Let’s hope that Secret learns the secret of how to strike the balance between a free-speech haven and a judgment-free, cyberbullying mosh pit.
It’s quite the amusing quandary. We have some (still not enough) interest in anonymity. Yet we then require that things like cyberbullying be dealt with. The only way you can deal with things like that are less anonymity (to some degree or other) and user-based self-administration which ends up creating cliques and arbitrary rules based on who likes you.
At some point the user base needs to grow up a bit. If you want anonymity, you’re probably going to have to deal with anonymous-driven issues in your own anonymous way. Someone is anonymously calling you names on the Secret system? Freakin’ ignore it or adjust your tailored community accordingly. Likewise, you can’t have systems like this and also make it a goal to prevent violence or depression due to it. This isn’t ever going to be Candyland unless you have admininistrative oversight, which digs at the anonymity issue.
Likewise, expecting users to follow written rules and “be nice,” is pretty naive.
(There are also plenty of users who want “conditional” anonymity. They want to be anonymous, but maybe sometimes or with some people not so much. Or maybe they just don’t get it and drop way too much information that they aren’t really anonymous anymore. There should be more discussion amongst kids and newbies online about anonymity. And for the love of all that is good and pure, pick a decent screenname to use online! 🙂 )

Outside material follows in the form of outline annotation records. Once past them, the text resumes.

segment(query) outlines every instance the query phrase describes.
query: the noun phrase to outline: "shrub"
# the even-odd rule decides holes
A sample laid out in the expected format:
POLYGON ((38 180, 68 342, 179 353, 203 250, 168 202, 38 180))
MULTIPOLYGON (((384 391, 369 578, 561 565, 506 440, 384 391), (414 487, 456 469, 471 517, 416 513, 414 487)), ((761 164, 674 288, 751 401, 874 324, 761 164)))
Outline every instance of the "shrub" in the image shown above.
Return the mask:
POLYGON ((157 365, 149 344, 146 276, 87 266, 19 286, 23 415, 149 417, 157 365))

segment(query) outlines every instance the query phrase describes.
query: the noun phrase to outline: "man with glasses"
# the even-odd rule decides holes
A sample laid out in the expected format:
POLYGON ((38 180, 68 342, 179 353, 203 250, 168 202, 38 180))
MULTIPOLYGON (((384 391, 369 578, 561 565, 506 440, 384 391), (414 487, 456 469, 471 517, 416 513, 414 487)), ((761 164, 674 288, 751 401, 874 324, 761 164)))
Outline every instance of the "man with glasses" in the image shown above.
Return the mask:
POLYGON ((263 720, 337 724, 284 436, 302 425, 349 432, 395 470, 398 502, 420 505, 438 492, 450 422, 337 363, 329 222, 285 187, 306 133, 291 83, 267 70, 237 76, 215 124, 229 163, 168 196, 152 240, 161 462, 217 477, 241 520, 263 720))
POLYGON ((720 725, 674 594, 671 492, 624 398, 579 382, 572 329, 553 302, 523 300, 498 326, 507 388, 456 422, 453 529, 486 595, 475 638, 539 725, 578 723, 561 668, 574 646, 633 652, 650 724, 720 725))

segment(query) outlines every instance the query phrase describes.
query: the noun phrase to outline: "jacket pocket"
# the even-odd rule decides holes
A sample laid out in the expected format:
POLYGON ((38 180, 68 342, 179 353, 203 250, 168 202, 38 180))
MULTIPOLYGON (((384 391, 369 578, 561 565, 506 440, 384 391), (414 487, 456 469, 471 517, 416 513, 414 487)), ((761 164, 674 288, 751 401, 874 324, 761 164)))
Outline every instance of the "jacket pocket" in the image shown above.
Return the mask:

What always surprises me about communities like this is how they seem to make this all sound so novel and these issues so new. I mean, we’ve had online forums since before the web. You could be anonymous. You could have some administrative oversight, but otherwise use your ignore feature judiciously. Or just buck up and not internalize people’s negative thoughts towards you.
Maybe we need less control and more ability to grow a thicker skin online? (Nonetheless, there are still lines that end up being crossed which are valid arguments, though they end up in undefined grey areas and slippery slope discussions.)

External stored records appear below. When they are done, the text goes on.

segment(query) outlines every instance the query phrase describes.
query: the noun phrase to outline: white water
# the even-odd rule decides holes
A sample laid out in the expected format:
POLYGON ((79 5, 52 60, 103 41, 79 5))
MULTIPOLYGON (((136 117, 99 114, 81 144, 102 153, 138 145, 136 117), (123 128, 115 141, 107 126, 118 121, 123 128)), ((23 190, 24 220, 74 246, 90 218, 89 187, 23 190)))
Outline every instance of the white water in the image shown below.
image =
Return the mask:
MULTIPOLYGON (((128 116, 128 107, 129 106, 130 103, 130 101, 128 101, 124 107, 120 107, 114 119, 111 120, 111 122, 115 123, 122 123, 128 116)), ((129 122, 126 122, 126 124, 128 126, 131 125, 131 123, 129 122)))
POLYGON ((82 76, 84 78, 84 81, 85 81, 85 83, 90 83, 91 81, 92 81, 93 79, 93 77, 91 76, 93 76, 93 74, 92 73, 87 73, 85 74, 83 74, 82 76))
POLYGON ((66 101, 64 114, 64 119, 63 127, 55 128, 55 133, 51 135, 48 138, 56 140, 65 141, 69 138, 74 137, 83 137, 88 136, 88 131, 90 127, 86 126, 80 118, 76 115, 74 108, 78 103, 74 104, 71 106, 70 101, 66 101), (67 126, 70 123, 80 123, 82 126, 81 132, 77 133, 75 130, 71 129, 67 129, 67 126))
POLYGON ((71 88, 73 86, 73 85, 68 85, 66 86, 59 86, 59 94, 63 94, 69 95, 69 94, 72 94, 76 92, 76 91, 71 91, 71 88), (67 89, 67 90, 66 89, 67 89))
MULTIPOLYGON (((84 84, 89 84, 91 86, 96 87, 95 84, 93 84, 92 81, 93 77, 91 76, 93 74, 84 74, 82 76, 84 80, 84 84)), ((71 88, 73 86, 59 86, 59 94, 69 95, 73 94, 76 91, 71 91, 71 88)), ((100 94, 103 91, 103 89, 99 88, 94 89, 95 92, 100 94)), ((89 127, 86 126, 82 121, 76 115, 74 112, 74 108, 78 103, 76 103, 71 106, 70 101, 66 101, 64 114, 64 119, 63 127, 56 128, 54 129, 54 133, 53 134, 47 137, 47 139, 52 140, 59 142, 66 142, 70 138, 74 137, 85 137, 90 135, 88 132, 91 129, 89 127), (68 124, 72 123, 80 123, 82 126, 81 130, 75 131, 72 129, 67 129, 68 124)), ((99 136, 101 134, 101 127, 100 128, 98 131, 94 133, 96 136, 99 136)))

Maybe some of the issues on sites like Secret could be a way to never actually have persistent content. If someone wants an answer to a question or whatever, maybe they can opt in a discussion to be public or persistent, but everything else falls out of existence after x days or y inactivity. So much about defamation and other things is due to the permanent nature of all of this online data; things like this are said on playgrounds, in bars, and amongst social groups all the time through the course of history, but aren’t such a big deal due to the transient nature of spoken words into the air.
(By the by, being able to call yourself the Secret CEO is probably eternally amusing in itself! Or Secret Tech Support or whatever.)